Aereo is revving up its ambitions. The Internet TV company, which allows users to stream and record over-the-air television on their digital devices for a monthly fee, is planning to roll out its service to 22 U.S. cities soon, beginning with Boston. The Barry Diller-backed Aereo made few friends among New York networks when it launched a little more than a year ago here; a number of them joined forces to sue. But the Second Circuit Court of Appeals in New York ruled in favor of Aereo over 17 TV networks trying to shut it down. Now Aereo is playing offense rather than defense as it expands to Boston and beyond; on Monday, reports the Boston Globe, Aereo “launched a preemptive strike, asking a federal court to rule that its business model is legal.”
Last week, Fast Company caught up with Aereo CEO Chet Kanojia, an increasingly visible TV disruptor who has always insisted he’s just a humble engineer. Our chat is a window into his mind shortly before this aggressive move.
FAST COMPANY: What’s the state of Aereo?
CHET KANOJIA: The state of Aereo is great, busy. We announced 22 additional cities, and we’re building that stuff out.
What does your success thus far reveal about the frustration of consumers of TV?
The word you use is a good one: there’s really a frustration that I think consumers feel today over lack of choice, disproportionate pricing. On a purely logical level, there’s the fact that using Aereo and a couple other libraries for 20-25 bucks a month gets many people most of what they need. Compare that to [what cable offers]: a lot less friendly technology, a set of hoops to jump through, all for 120 plus dollars, and I think the outcome is obvious at this point.
You were confident even a year ago that you were on firm legal footing.
That confidence level has not been diminished; we’ve been given great validation from the courts. People need to revisit the fact that this industry was built on a public grant of spectrum, and that grant is still being used, and there’s an obligation to program in the public interest. That obligation is crucial to our broadcasting fabric, and needs to be protected. Television should not become a luxury item, and it’s happening. Most 22-23-year-olds, or even 25-27-year-olds, they can’t afford to call up a cable company and spend $150-$200 a month, and they’re seeking an alternative. Is this what we want, that the mass medium of communication is a luxury item? That would be a travesty.
You’ve said in the past that Aereo would be a success even if it merely contributed to a conversation about TV. But it’s sounding increasingly like a viable business.

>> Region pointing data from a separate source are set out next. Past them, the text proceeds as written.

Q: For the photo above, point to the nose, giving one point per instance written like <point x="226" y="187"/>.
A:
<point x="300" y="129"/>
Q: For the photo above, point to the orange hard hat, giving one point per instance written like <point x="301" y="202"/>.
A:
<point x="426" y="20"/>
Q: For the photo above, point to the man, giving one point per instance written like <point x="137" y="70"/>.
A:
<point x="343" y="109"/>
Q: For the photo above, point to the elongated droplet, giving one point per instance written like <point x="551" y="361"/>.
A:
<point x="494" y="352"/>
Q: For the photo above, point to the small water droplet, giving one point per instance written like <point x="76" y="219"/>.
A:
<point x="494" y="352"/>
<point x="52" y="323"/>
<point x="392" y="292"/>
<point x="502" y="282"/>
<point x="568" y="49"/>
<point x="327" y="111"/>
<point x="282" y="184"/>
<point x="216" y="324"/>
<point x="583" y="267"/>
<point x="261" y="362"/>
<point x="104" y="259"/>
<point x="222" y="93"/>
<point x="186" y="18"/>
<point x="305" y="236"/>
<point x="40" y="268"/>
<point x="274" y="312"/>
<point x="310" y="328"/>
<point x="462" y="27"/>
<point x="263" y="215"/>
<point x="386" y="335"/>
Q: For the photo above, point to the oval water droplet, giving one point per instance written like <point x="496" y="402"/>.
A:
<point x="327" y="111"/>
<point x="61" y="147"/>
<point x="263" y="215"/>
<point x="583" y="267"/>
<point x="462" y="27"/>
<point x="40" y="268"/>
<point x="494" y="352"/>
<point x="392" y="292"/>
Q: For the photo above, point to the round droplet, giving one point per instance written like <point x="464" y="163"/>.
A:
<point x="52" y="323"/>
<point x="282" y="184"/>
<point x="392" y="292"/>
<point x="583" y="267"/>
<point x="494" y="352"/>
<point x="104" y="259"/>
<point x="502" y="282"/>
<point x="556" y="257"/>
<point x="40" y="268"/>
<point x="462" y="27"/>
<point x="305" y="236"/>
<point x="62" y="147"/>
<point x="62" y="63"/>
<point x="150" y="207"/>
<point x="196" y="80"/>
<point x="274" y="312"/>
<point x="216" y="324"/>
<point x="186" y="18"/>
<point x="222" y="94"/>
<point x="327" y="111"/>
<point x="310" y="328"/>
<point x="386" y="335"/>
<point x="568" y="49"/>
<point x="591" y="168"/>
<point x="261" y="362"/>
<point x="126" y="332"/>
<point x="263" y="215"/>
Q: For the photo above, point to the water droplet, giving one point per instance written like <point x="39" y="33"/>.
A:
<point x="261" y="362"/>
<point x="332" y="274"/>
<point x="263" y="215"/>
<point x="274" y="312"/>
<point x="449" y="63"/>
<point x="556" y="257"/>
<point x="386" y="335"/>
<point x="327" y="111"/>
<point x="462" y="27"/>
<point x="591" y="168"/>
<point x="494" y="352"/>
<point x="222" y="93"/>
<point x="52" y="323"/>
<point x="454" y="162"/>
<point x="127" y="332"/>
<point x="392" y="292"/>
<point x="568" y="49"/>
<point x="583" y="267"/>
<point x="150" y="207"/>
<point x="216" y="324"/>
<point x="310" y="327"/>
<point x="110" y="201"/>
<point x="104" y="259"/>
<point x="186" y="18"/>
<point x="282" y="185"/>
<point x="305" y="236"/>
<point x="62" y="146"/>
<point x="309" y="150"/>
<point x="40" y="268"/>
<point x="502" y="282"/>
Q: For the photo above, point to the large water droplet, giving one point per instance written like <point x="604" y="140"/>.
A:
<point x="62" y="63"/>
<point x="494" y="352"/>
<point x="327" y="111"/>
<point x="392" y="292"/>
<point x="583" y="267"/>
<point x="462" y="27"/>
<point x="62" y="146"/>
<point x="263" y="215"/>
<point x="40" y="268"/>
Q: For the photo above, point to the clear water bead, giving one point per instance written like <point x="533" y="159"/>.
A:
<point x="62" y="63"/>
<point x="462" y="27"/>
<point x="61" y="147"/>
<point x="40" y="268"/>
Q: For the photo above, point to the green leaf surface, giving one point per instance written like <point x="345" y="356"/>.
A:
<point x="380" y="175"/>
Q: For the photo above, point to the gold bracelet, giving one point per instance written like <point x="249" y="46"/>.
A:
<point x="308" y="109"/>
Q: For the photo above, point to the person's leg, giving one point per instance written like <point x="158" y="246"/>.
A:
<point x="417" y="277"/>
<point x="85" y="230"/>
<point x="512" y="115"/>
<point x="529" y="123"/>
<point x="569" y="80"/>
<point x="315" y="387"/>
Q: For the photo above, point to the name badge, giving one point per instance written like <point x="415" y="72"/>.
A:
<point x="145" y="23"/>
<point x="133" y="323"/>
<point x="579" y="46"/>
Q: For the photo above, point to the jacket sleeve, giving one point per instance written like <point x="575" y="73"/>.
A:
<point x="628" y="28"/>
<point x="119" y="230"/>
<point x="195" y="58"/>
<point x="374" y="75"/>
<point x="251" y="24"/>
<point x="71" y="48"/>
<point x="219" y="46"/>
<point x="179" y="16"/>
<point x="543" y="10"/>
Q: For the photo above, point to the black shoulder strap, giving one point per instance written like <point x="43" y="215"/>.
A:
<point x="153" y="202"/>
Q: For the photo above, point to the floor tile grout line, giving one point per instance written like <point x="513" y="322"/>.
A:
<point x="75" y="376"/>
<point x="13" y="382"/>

All of us who start companies, the biggest validation we see is when consumers say something is cool, that they find value in it. That’s the key motivator. Seven months of the product in people’s hands have shown that people care about the product, which is a huge validation for us. Once you have that consumer acceptance, the business part takes care of itself.
Do you really think Fox might abandon its broadcast status to become a pay-only network, as one of its executives recently threatened?
That they would give up that beachfront property–I find it personally difficult to fathom. The attraction of that footprint is so large, someone will step in to serve that function. Spectrum rights are tremendously valuable. So that sounds ludicrous to me.
This interview has been condensed and edited.